Kiev's forces lack the skills to handle Western weapons, army veterans-turned-trainers have told the paper
Ukrainian recruits fighting in Donbass are undergoing ten-day intensive training courses led by a group of Western ex-military personnel calling themselves the Mozart Group, The Guardian reported on Friday.
Group members told the paper Ukrainian recruits' training and combat experience was lacking to the point where weapons supplied by the West were largely going to waste.
The company was founded by Andy Milburn, a retired American Marine Corps colonel, who served with the US military for 31 years, and according to The Guardian is mostly funded by "private US donors." The group also includes other "carefully vetted" Western army veterans from the US, the UK, Ireland, and elsewhere.
The Mozart Group delivers intensive crash courses for Ukrainian soldiers lasting between five and ten days, The Guardian said.

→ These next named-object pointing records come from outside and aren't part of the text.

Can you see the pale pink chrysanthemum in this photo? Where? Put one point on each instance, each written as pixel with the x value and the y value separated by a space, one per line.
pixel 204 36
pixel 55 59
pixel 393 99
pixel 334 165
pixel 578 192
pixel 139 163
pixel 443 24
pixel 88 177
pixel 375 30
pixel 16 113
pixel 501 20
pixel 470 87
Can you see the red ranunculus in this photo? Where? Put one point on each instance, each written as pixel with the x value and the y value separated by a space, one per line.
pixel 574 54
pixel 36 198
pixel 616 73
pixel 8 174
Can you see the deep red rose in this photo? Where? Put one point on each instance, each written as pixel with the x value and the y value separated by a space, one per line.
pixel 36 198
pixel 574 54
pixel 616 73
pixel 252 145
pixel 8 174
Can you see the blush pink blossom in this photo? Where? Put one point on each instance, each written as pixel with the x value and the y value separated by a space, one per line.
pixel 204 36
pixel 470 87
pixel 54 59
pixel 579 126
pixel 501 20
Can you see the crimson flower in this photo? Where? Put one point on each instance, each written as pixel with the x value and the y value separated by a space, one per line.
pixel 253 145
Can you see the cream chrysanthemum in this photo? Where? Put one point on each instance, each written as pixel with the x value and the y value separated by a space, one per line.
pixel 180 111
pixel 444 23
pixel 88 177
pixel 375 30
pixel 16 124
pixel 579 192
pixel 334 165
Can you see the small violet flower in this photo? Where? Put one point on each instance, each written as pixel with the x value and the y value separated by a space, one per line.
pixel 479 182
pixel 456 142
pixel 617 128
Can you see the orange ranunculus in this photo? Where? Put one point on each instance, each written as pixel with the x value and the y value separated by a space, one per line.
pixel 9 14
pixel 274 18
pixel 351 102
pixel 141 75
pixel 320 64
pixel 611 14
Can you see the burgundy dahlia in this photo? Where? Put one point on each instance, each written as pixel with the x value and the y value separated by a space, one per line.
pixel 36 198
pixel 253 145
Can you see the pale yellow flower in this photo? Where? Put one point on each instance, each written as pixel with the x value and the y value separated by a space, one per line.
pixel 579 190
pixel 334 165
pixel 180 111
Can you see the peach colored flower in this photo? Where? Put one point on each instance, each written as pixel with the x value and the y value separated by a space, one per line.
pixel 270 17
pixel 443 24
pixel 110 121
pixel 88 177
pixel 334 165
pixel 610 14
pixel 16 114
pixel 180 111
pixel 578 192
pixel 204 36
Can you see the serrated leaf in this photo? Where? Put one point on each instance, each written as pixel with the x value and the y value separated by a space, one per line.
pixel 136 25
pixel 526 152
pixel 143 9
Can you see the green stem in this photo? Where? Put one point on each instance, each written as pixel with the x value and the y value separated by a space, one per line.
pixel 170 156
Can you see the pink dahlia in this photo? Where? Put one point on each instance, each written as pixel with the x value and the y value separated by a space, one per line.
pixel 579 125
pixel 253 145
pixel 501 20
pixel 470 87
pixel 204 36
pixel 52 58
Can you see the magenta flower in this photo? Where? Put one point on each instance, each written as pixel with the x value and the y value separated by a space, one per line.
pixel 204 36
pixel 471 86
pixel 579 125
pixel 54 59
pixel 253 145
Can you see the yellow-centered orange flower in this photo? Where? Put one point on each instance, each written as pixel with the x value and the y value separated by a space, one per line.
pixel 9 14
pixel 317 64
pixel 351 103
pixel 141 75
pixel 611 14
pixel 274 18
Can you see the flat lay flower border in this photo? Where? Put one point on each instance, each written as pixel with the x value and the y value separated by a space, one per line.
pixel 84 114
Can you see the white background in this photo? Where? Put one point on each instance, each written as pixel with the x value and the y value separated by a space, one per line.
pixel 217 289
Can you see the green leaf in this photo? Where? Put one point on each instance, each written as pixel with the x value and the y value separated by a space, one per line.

The courses involve "basic weapon handling, marksmanship, fire and maneuver and battlefield tactics," the paper reported, adding that this type of training would normally take six months.
The training seems to give Ukrainian soldiers a significant boost, according to the company instructors. "Only one out of this group of 40 had zeroed his weapon before the training started," Milburn said. Zeroing a weapon means aligning the sights so that one can aim accurately and is considered to be one of the basics of military training.
The Western instructors also criticized Ukraine's approach to training and mobilization by calling it "backwards." "This is what it must have been like in World War One," a company member identified only as Alex said.
Another member of the Mozart Group, a former advanced paramedic from Ireland identified as Dathan, said that "the Ukrainian government doesn't want to say that most of their military isn't really trained."
According to the group, weapons supplied to Ukraine by Washington and its allies since the start of the conflict between Kiev and Moscow in February are simply not being used correctly due to the lack of experience on the Ukrainian side.
The US-made Javelin portable anti-tank missile systems worth $178,000 each are "misused" or "redundant," The Guardian said, citing Alex, who argued that the systems' sophisticated sight batteries are running out before the missiles themselves are fired. "They are not getting the training they need," Alex, who claimed to have specialized training in using Javelins and the UK-made NLAW missile systems, said.
Since the start of the military conflict with Russia in February, Western backers supplied Kiev with portable anti-tank and anti-aircraft systems, as well as heavier weapons like German PzH 2000 self-propelled howitzers and the US-made HIMARS multiple rocket launchers. In July, US media outlets reported that the diversity of the arms had been creating problems for the Ukrainian military due to their complicated logistics, training, and maintenance.